Posts tagged with “Arch Linux”

Some great Linux news

Sonar 2014.1alpha3 is out

First of all, for some months now, I’ve been working alongside Jonathan Nadeau and the ([Manjaro]https://manjaro.org/) team to redesign Sonar GNU/Linux around the Manjaro distribution, which is based on Arch Linux, adding ease of use, stability and a great out-of-the-box experience to the already great and venerable Arch Linux. I am pleased to announce that the redesigned Sonar 2014.1 has reached alpha3, and now includes the long-awaited talking login screen via gdm. It can be downloaded at the Sonar GNU/Linux SourceForge page. As always, it is available for both 32-bit (i686) and 64-bit (x86_64) systems.

TalkingArch gets a new team and a new website

In addition to my work with Sonar, I am very happy to be one of the new maintainers of TalkingArch, an unofficial respin of the Arch Linux live CD/USB image that adds speech and optional braille output so that blind and visually impaired users can perform eyes-free installations of Arch Linux. Chris Brannon, who faithfully maintained the TalkingArch iso since 2008, has named Kelly Prescott and myself as his successors, as he was no longer able to consistently maintain the project. This live image will still maintain consistency with the official install media as much as possible, but should now be synchronized more often, in time with the snapshots of the official install image. I am also providing hosting for the new TalkingArch website and the new support email, as well as seeding the torrent for the iso file. Currently, we still have the iso from August 5, but we are planning to release the next build to coincide with the February Arch snapshot. 2014 will indeed be a great year for Linux, especially Arch and Arch-based distributions.


Yesterday I breathed new life into two very old computers

One of them, about 10 years old, is one we actually still use, although it’s a bit too old to run the Windows XP service pack 3 that was on it when we got it about 5 years ago, and Arch Linux + GNOME was freezing at times, especially when the browser was being used, and was also displaying fallback mode. The other computer has a default BIOS date of October 14, 1999, which I am guessing is the day the BIOS firmware was installed onto the motherboard. The CD-ROM drive appears to be broken, and it was therefore incapable of booting to anything but the hard drive running the same, even slower, Windows XP service pack 3 or a floppy disk. The 10-year-old computer has 512MB Ram, a 20GB hard disk and a Pentium iv processor that it claims runs at 2GHz, but feels much slower than that. The 1999 box actually has 224MB RAM, some of which was added later and is a different brand from the original, a 45GB hard drive, which I can only conclude was added at least 2 years later, and a Pentium 3 820MHz processor.
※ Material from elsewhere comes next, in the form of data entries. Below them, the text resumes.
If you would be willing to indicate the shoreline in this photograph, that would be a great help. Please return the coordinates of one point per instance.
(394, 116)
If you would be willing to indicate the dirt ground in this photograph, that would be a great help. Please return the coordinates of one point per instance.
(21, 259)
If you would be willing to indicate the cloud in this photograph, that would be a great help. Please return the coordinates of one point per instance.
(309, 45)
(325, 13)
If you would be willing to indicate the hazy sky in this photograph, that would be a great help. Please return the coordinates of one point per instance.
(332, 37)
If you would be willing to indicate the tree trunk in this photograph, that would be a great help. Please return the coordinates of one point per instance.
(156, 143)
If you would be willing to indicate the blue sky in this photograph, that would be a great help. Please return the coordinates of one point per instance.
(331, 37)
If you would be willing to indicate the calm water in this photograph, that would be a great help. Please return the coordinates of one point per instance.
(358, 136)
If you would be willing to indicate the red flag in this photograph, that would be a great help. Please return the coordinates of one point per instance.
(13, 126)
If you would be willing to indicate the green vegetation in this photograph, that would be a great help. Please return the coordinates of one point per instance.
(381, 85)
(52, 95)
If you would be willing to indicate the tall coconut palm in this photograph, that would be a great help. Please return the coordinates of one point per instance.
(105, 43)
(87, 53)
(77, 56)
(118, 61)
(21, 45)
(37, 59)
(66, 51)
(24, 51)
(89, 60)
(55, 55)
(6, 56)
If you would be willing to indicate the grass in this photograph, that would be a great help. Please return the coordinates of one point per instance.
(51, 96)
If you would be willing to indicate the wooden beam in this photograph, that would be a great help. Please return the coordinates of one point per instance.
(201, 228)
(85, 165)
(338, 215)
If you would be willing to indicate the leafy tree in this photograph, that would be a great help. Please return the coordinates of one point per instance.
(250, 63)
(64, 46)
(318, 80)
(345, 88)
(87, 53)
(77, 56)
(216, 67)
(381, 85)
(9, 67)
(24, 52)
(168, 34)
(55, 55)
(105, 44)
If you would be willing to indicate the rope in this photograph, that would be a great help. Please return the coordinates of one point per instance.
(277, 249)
Both of these machines are now running Arch Linux, and are quite happy to run a command shell, and even the XFCE desktop. I had to use a bootable floppy disk image with a USB driver to load Arch Linux, but once I got it installed onto the hard drive, it came up so fast I at first didn’t believe it could have booted so quickly. I then installed XFCE 4.10, and was still impressed with the boot time, and even the responsiveness of the base desktop system overall, including how much Orca far exceeded my expectations on such an old underpowered box. I’m still looking for a leaner browser and office suite to run on the oldest dinobox as I affectionately call it, which actually has the brand name “tiny” on both sides of the case, even though it is as large as my workhorse desktop that I bilt, but the slightly newer Del Optiplex looks like it will run Firefox and LibreOffice with less difficulty now that the desktop environment uses less resources, which are certainly at a premium on both boxes. It’s certainly good to know that although there is little I can do with the hardware on either computer short of rebuilding it from the motherboard up, it is still possible to run a decent modern operating system, and even some modern applications, on both of them.


Firefox 5.0 has just hit my Arch Linux!

I'm just a bit late, but I just upgraded and here it is. Sweet!


GNOME3

According to an Arch Linux News release, GNOME3 will be moved to the Extra package repository, completely replacing GNOME2. This may happen as early as today or tomorrow, most likely depending on how soon the mirrors synchronize.

I am aware that much work has been done to get accessibility features up and running, but I have also read that GNOME3 won’t be fully operational with Orca until the 3.2 release. I just performed what is likely to be my last upgrade before GNOME3 is moved, but I don’t really want to ignore the gnome package group in all future upgrades until the 3.2 release, which could break something, I definitely don’t want to stop all upgrades on my system until 3.2 is released, and I most certainly don’t feel like going distro hopping again, now that I found one I really like.

Has anyone reading this tested GNOME3 with Orca? I know that gnome-shell isn’t working well, but does fallback mode work out of the box? What major pitfalls can I expect in this release, and how easy is it to correct any problems I may experience? Feel free to leave your answers in the comments at the bottom of this post, or you can also respond on Identica, Twitter or Facebook, each of which has a link to or a copy of this post.


Now running Arch Linux and loving it. Took longer to install than Ubuntu, but I get only what I want. I never knew GNOME could run so fast.